Dans cette configuration d’utilisation (les manœuvres de port) il m’a toujours été difficile de pousser les moteur au-delà de 1500 tr/mn si je ne souhaitais pas voir le bateau sur réagir, hors, autour de 1000 tr.mn, le couple maximum oscille entre 5 et 10 kg.m.  De son côté le moteur électrique a, comme caractéristique principale, de délivrer son couple maxi dès 1 tr/mn.

Conclusion de cette première approche, pour remplacer mes groupes propulseurs diésels (hors toutes considérations de rendement derrière le vilebrequin), il suffirait que je dispose de deux moteurs électriques d’environ 15 KW soit 20 cv environ. Comme pour tout calcul, un coefficient de sécurité s’impose (coèf 1,25 semble suffisant) ce qui nous amène à une puissance 18,75 KW (environ 25 CV). Il reste à savoir si un moteur de cette puissance nous offre un couple entre 30 et 50 Nm et une vitesse de rotation, qui, avec l’hélice adaptée, me permettra de marquer 8 nds sur mon loch. Je vous rappelle que la vitesse du bateau au moteur est le résultat de la vitesse de rotation de l’hélice par le pas de cette même hélice, diminuée du « glissement » dont la responsabilité incombe presque exclusivement à la carène et au poids. Le pas et déterminé par la capacité du moteur à entrainer l'hélice sans caller ni ralentir sa vitesse de rotation. C’est le couple qui en sera le juge suprême. 

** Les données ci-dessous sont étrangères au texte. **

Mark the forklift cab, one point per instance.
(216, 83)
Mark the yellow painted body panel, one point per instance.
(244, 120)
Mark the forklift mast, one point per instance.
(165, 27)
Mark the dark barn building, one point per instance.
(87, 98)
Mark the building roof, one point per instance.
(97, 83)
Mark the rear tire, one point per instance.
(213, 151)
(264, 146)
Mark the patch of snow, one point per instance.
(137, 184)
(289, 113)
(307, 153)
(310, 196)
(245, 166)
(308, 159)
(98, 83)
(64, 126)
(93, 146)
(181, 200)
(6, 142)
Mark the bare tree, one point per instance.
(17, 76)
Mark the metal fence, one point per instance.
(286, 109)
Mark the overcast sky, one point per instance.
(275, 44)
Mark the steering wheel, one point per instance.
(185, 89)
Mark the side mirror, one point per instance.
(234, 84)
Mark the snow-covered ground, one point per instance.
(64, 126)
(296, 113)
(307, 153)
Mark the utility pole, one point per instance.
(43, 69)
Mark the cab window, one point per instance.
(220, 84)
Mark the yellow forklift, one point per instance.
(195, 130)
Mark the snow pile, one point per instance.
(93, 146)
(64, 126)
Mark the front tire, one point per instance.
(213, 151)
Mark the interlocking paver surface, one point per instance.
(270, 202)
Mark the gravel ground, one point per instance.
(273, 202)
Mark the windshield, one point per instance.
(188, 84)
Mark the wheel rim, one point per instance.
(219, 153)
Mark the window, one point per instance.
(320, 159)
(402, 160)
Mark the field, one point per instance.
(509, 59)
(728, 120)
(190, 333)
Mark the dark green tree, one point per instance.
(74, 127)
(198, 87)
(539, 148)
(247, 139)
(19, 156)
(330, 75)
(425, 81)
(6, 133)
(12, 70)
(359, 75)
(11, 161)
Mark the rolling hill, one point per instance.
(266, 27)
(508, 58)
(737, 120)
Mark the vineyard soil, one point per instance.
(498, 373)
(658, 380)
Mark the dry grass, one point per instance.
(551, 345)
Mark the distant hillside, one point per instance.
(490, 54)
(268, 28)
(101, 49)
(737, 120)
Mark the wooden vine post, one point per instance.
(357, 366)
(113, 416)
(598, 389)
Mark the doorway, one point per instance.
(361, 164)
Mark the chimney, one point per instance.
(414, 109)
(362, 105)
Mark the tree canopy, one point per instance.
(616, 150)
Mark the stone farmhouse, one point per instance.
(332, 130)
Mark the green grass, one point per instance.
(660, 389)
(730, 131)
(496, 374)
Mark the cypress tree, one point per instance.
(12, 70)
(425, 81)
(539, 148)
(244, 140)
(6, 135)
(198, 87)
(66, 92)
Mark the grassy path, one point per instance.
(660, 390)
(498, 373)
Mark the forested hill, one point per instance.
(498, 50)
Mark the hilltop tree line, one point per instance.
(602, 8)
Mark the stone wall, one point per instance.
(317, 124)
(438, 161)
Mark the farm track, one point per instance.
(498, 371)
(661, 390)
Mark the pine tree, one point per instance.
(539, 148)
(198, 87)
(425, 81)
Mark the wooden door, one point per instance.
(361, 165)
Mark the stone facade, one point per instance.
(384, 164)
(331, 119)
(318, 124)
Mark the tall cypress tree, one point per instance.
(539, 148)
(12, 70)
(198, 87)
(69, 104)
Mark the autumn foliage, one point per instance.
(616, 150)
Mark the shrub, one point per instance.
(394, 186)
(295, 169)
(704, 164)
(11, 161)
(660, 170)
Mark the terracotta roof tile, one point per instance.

Retour sur le graphique Porsche avec une petite translation pour voir ce qui se passe avec un moteur d’environ 25CV  à 30 CV.

Merveille, un moteur de 25 KW, soit 34 CV a sa courbe de couple descendante qui coïncide avec celle montante du thermique autour des 2000 tr/mn requit. En faisant un compromis puissance/couple 20 KW pourrait suffire.

J’avoue que la technique est un peu violente, mais si l’on se base sur la linéarité de la progression de puissance d’un moteur en fonction de l’énergie absorbée, le résultat devrait donner une indication loin d’être absurde. Il restera donc à confronter le tout avec les courbes d‘un moteur du commerce de la puissance requise et si le produit existe la procédure pourra être validée.

Le moteur SPM132 (25KW), 140Nm) de chez TEMA ferait parfaitement l’affaire. Pour une vitesse de rotation de 3600 tr/mn il ne reste plus qu’à calculer l’hélice qui permettra d’atteindre la vitesse recherchée.

Notre technique nous apprend que pour remplacer un moteur Volvo de 55 CV un moteur électrique de 25 KW sera parfait soit un peu plus que la moitié de la puissance du thermique

Les tableaux de comparaison fournis par « TEMA » ou par « Ecoboat » sont un peu plus optimistes et se rapproche de notre seconde appréciation. Seulement ils restent théoriques et à l’inverse de notre étude, ils ne prennent pas en compte un facteur essentiel : Le voilier qui reçoit ces moteurs et votre façon de mener votre bateau.

Je vous le livre tout de même. Il est un peu moins optimiste que celui de Torqeedo.(qui s’arrête à 5KW)

Diésel   (CV)                               Electrique (KW)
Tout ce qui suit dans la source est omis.